In Listing 2-1, Martin recommends refactoring this code:
private void printGuessStatistics(char candidate, int count)
{
String number;
String verb;
String pluralModifier;
if (count == 0) {
number = "no";
verb = "are";
pluralModifier = "s";
} else if (count == 1) {
number = "1";
verb = "is";
pluralModifier = "";
} else {
number = Integer.toString(count);
verb = "are";
pluralModifier = "s";
}
String guessMessage = String.format(
"There %s %s %s%s", verb, number, candidate, pluralModifier
);
print(guessMessage);
}
into this:
public class GuessStatisticsMessage {
private String number;
private String verb;
private String pluralModifier;
public String make(char candidate, int count) {
createPluralDependentMessageParts(count);
return String.format(
"There %s %s %s%s",
verb, number, candidate, pluralModifier);
}
private void createPluralDependentMessageParts(int count) {
if (count == 0) {
thereAreNoLetters();
} else if (count == 1) {
thereIsOneLetter();
} else {
thereAreManyLetterscount();
}
}
private void thereAreManyLetters(int count) {
number = Integer.toString(count);
verb = "are";
pluralModifier = "s";
}
private void thereIsOneLetter() {
number = "1";
verb = "is";
pluralModifier = "";
}
private void thereAreNoLetters() {
number = "no";
verb = "are";
pluralModifier = "s";
}
}
In listing 4-7, Martin recommends refactoring this code (comments elided):
public class GeneratePrimes
{
public static int[] generatePrimes(int maxValue)
{
if (maxValue >= 2) {
int s = maxValue + 1;
boolean f = new boolean[s];
int i;
for (i = 0; i < s; i++)
f[i] = true;
f[0] = f[1] = false;
int j;
for (i = 2; i < Math.sqrt(s) + 1; i++) {
if (f[i]) {
for (j = 2 * i; j < s; j += i)
f[j] = false;
}
}
int count = 0;
for (i = 0; i < s; i++) {
if (f[i]) {
count++;
}
}
int[] primes = new int[count];
for (i = 0, j = 0; i < s; i++) {
if (f[i])
primes[j++] = i;
}
return primes;
} else {
return new int[0];
}
}
}
into this:
public class PrimeGenerator
{
public static boolean[] crossedOut;
public static int[] result;
public static int[] generatePrimes(int maxValue)
{
if (maxValue < 2) {
return new int[0];
} else {
uncrossIntegersUpTo(maxValue);
crossOutMultiples();
putUncrossedIntegersIntoResult();
return result;
}
}
private static void uncrossIntegersUpTo(int maxValue)
{
crossedOut = new boolean[maxValue + 1];
for (int i = 2; i < crossedOut.length; i++)
crossedOut[i] = false;
}
private static void crossOutMultiples()
{
int limit = determineIterationLimit();
for (int i = 2; i <= limit; i++) {
if (notCrossed(i))
crossOutMultiplesOf(i);
}
}
private static int determineIterationLimit()
{
double iterationLimit = Math.sqrt(crossedOut.length);
return (int)iterationLimit;
}
private static void crossOutMultiplesOf(int i)
{
for (int multiple = 2*i; multiple < crossedOut.length; multiple += i)

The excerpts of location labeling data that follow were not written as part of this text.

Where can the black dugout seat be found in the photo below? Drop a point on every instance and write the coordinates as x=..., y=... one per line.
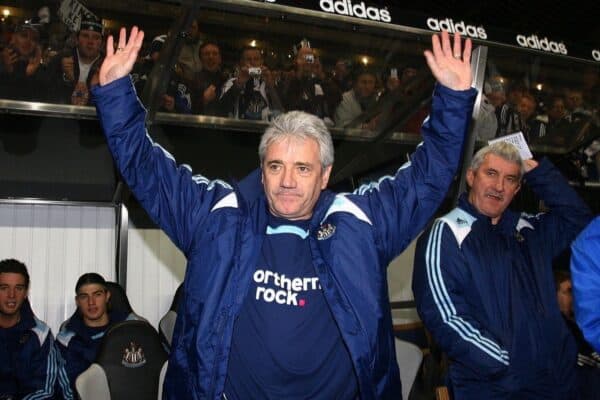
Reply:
x=128, y=365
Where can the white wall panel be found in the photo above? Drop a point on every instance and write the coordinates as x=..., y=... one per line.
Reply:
x=155, y=268
x=58, y=243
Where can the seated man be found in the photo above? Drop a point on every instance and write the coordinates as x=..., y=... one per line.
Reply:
x=251, y=94
x=588, y=361
x=483, y=282
x=80, y=335
x=585, y=267
x=71, y=75
x=28, y=359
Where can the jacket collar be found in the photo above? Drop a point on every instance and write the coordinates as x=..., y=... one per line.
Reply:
x=507, y=223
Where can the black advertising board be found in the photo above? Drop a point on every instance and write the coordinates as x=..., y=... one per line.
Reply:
x=362, y=10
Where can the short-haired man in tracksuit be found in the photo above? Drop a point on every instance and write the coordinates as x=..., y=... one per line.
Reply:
x=484, y=287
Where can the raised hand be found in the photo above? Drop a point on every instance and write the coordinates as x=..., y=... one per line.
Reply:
x=118, y=63
x=450, y=65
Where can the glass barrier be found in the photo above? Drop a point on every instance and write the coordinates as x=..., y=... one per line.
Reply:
x=225, y=64
x=553, y=101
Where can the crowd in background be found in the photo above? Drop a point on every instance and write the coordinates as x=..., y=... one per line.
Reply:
x=41, y=60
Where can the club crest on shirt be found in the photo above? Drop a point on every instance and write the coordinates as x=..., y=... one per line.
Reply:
x=133, y=356
x=325, y=231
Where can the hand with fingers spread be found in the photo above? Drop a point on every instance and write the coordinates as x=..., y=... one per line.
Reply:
x=118, y=63
x=449, y=64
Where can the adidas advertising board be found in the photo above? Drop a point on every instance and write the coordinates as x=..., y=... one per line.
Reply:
x=368, y=10
x=534, y=42
x=447, y=24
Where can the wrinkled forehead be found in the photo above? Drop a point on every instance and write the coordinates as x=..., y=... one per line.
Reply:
x=12, y=278
x=90, y=288
x=27, y=33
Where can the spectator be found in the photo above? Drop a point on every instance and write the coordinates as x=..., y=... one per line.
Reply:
x=585, y=269
x=177, y=98
x=73, y=73
x=591, y=87
x=483, y=281
x=207, y=85
x=533, y=129
x=341, y=76
x=577, y=110
x=356, y=101
x=81, y=334
x=588, y=361
x=21, y=77
x=29, y=363
x=189, y=64
x=559, y=129
x=307, y=89
x=285, y=293
x=251, y=94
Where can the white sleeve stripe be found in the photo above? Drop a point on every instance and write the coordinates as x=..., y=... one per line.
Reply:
x=444, y=303
x=453, y=318
x=51, y=370
x=367, y=187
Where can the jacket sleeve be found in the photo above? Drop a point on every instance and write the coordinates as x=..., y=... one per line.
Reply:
x=175, y=199
x=42, y=367
x=401, y=205
x=73, y=362
x=439, y=285
x=585, y=272
x=568, y=213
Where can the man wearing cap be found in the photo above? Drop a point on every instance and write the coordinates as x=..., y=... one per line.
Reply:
x=29, y=363
x=307, y=89
x=20, y=73
x=80, y=335
x=72, y=74
x=285, y=293
x=177, y=97
x=251, y=93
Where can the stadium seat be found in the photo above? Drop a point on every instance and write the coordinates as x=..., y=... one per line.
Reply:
x=128, y=365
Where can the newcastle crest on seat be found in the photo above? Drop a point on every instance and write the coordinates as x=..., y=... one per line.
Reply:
x=133, y=356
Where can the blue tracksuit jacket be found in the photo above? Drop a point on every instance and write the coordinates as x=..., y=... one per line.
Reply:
x=220, y=228
x=585, y=272
x=78, y=349
x=487, y=295
x=29, y=362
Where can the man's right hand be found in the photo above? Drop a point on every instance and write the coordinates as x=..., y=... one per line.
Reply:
x=449, y=63
x=119, y=63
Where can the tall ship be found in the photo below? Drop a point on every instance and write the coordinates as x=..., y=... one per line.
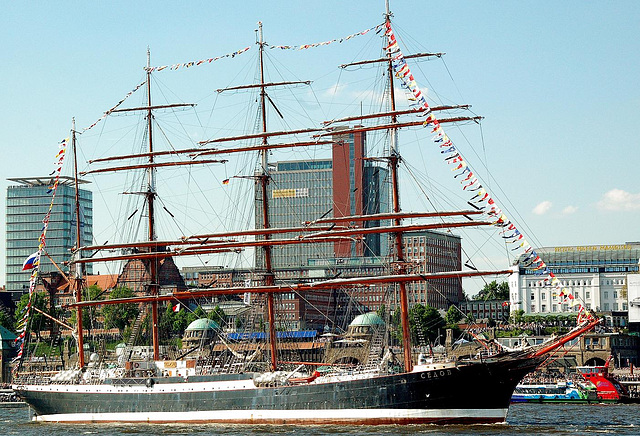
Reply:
x=259, y=383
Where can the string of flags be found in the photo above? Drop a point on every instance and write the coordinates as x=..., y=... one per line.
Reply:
x=106, y=114
x=197, y=63
x=331, y=41
x=33, y=261
x=481, y=198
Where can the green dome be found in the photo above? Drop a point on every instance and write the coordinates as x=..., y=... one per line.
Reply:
x=367, y=319
x=203, y=324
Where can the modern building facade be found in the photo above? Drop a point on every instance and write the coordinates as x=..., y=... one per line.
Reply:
x=596, y=275
x=28, y=202
x=344, y=185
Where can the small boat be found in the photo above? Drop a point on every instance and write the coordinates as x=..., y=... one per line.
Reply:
x=264, y=388
x=608, y=388
x=560, y=392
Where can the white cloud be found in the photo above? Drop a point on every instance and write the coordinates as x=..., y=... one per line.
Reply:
x=542, y=208
x=619, y=200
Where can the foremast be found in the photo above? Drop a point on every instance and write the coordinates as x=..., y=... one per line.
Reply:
x=79, y=267
x=394, y=159
x=264, y=181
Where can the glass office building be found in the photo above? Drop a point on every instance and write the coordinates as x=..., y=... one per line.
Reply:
x=305, y=190
x=27, y=203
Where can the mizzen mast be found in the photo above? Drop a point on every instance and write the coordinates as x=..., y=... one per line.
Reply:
x=79, y=267
x=264, y=181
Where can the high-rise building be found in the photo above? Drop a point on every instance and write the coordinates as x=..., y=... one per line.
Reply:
x=28, y=201
x=304, y=190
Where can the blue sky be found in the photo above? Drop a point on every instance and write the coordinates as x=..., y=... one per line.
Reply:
x=557, y=83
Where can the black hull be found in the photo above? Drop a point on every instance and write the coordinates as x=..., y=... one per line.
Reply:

crossedOut[multiple] = true;
}
private static boolean notCrossed(int i)
{
return crossedOut[i] == false;
}
private static void putUncrossedIntegersIntoResult()
{
result = new int[numberOfUncrossedIntegers()];
for (int j = 0, i = 2; i < crossedOut.length; i++) {
if (notCrossed(i))
result[j++] = i;
}
}
private static int numberOfUncrossedIntegers()
{
int count = 0;
for (int i = 2; i < crossedOut.length; i++)
if (notCrossed(i))
count++;
return count;
}
}
In both cases, Martin has transformed thread-safe, nearly pure functions into thread-unsafe functions. Even worse, while the former example can be used on multiple threads by having each thread instantiate a local instance of GuessStatisticsMessage, the latter example, due to its use of static member variables, cannot be used on multiple threads without some form of locking.
While I agree that Martin’s examples are more readable, it seems to me that there may be a fundamental tension between object-oriented programming and thread safety, and this tension does not exist in functional programming.